Monthly progress reports: Yes, following Foundation format with PR links per task.

Demo availability: Yes, available for demo at monthly community calls at Milestone 2 and Milestone 3 completion.


ILE Labs — github.com/ILE-Labs | [email protected]

Following the recent directive updates and community feedback, our team just submitted an adjusted proposal(this proposal) that fully reflects the revised technical direction of the project.

The updated proposal shifts focus toward sia-sync-core. For reference, Previous Proposal.

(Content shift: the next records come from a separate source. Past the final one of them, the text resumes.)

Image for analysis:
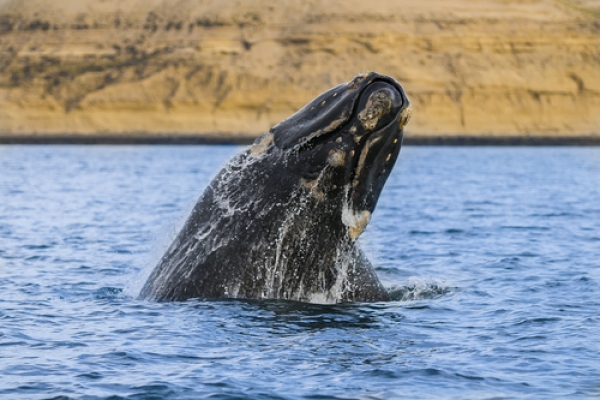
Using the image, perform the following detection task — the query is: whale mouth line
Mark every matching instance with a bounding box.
[347,112,401,193]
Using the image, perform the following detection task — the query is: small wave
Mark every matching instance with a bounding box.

Hi @ILE_LABS - thank you for your proposal. Please note:

  • Projects with ‘Sia’ included in their name are not accepted, according to our brand guidelines.
  • Given you’re new to the ecosystem, the preference is for a Small Grant to be submitted first - you can find the template here. Note: the max. USD $10,000 budget for this proposal type.
  • Please list all relevant team members with clear proof of previous work for each.

Please note all revisions will need to be completed by Wednesday, May 20 by 5pm ET at the latest in order for this project to be put before the Committee at next week’s meeting. We also have a cap for how many proposals can be reviewed at once that we are close to hitting, so keep this mind.

Hi @mecsbecs,

Thanks again for the guidance. We have fully revised our proposal to strictly follow the Small Grant template and structure.

Before we post it, we would love to know if we should edit the original post in this thread to replace it with the new Small Grant, or create a new thread. We will be expecting your response so we can make the prompt change.

Hi @mecsbecs,

We have fully revised our proposal to strictly follow the Small Grant template and structure, including the scaled-down budget and team proof.

We have posted the updated proposal in a new thread here: Small Grant: CoreSync-rs

We look forward to the committee’s review!

I’ll review the other proposal and mark this one as ‘Inactive’ then.